Hybrid fiber network updates 19th-century campus to 21st-century hub

Hybrid fiber network updates 19th-century campus to 21st-century hub

A small New Jersey college preserves the classic appearance of its buildings while gaining the latest voice, video and data communications architecture by installing a fiber-optic backbone system

evans john

at&t Network Systems

After a careful study of its antiquated, copper-based, internal communications system, Bloomfield College, established in the 1860s as a small, private school in a New Jersey suburb, has accelerated into advanced digital communications by installing a campus-wide, fiber-optics-based network. Students, faculty and staff can now communicate by computers, facsimiles, telephones and video devices throughout the campus and on a worldwide basis.

Ten thousand feet of multimode fiber connect all 17 of the college`s administrative and academic buildings. Hardware and software configurations are underway, and the college expects to be linked to a unified, high-speed local area network and eventually to points on the wide area network.

Students returning from spring break will find that they have real-time access to most of the college`s information resources, as well as to high-speed, multimedia modem links out to dozens of other schools on the statewide university network. Access to the college library`s contents is planned to be available both on- and off-campus. Internet access is scheduled to be incorporated next.
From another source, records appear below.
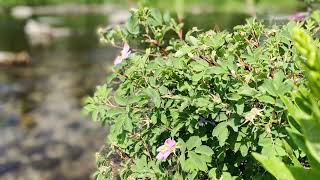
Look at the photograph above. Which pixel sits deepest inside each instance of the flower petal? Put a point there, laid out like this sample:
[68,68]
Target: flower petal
[117,61]
[159,156]
[170,142]
[166,154]
[125,48]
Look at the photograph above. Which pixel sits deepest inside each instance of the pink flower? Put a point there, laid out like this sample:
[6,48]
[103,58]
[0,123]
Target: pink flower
[300,16]
[166,149]
[123,55]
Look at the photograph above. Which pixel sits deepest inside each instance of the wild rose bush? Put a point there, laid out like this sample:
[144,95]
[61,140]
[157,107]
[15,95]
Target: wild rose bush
[194,105]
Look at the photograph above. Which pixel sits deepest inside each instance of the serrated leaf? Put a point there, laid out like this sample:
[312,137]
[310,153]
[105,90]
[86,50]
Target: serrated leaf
[193,141]
[221,132]
[203,149]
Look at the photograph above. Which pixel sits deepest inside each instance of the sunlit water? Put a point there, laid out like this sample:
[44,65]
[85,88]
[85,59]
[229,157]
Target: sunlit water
[43,132]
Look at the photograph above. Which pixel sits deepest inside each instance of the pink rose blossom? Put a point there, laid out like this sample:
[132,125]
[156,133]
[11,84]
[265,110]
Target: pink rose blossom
[123,55]
[300,16]
[166,149]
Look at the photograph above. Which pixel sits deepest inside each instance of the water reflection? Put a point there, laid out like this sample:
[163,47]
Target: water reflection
[43,132]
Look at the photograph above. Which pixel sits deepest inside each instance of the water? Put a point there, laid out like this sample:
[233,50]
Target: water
[44,134]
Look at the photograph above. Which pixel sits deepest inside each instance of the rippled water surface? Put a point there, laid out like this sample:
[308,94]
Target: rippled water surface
[43,133]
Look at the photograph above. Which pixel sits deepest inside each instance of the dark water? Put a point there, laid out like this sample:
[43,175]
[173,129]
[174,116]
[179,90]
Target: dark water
[43,132]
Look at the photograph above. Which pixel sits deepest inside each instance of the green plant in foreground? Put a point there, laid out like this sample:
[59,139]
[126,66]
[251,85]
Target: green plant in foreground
[305,111]
[217,94]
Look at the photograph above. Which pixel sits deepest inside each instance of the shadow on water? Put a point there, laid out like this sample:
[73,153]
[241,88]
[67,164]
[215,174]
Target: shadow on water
[44,134]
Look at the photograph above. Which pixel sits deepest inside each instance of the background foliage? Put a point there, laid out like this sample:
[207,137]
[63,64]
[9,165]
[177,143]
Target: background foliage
[216,93]
[305,113]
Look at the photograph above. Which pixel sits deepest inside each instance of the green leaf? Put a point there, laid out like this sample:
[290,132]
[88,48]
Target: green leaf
[193,141]
[195,162]
[247,91]
[164,119]
[132,25]
[183,51]
[203,149]
[311,129]
[221,132]
[277,168]
[154,95]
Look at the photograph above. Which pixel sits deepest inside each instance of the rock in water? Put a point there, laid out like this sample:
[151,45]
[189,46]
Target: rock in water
[10,58]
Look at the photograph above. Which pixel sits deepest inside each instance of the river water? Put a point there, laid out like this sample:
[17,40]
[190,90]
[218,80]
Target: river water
[43,132]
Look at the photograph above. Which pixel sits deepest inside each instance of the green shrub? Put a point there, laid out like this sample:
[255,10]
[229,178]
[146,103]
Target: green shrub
[217,94]
[305,111]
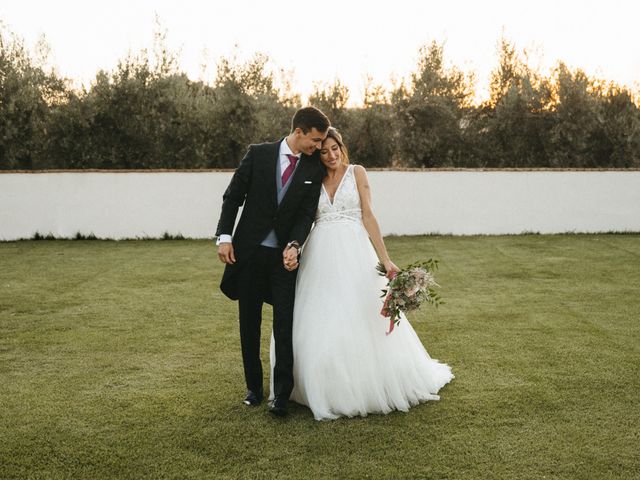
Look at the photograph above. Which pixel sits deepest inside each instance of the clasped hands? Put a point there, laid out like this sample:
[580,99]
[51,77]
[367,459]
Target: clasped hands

This massive communications upgrade began in a modest way three years ago, via a small local area network that linked 15 workstations. The college`s directors and board of trustees realized that a more ambitious system was needed to provide students with a competitive educational advantage.

According to Carole Carmody, Bloomfield`s director of information technology, the college was far behind most institutions in students` communications capabilities. Consequently, instead of playing catch-up, the college decided to leapfrog to the most versatile and affordable communications system available.

Old buildings, new solutions

After considering several options and seeking advice from other colleges where similar fiber-optic networks had been installed, Bloomfield College selected an AT&T Systimax structured cabling system. The installed, campus-wide fiber-optic backbone uses multimode fiber. All of the horizontal runs within the buildings consist of Category 5 unshielded, twisted-pair copper wire and associated components.

The communications system consists of remote hubs tied together around a multigigabit enterprise hub and a multiprotocol router from Bay Networks. The network design, the hybrid fiber/copper-cable installation and the turnkey project management were provided by AT&T Network Systems.

Retrofitting a century-old campus was no simple task. Bloomfield College was founded in 1868, four years before Bell`s first telephone and nine years before Edison`s electric lightbulb. The thick plaster walls in some buildings were ill-suited for emplacing raceways. Similarly, solid stone floors ruled out short, point-to-point horizontal cabling routes. Moreover, the town of Bloomfield prohibited underground cable routing. Consequently, aerial-cable connections had to be made among the campus buildings.

Further environmental restrictions mandated creative installation solutions to accomplish internal cable placement while preserving the structural beauty of the college`s Gothic buildings. Therefore, architectural plans were scrutinized to identify the most unobtrusive cabling routes. Where no routes could be established, coring and hidden cable troughs were installed in the buildings, followed by extensive restoration. In fact, one building is registered with the New Jersey Historical Society. To cable this building, special planning and intricate installation work were necessary.

Dual installations

To minimize disruption of college operation, the installation job was divided into two phases. Wiring runs through building interiors were done during the summer recess, and backbone cabling work was delayed until last fall. This delay enabled the local telephone company to install new poles and reposition existing facilities on other telephone poles. The task of installing cabling facilities in each building was also time-consuming. Minimizing structural modifications and disturbances while meeting design and security guidelines was the main goal.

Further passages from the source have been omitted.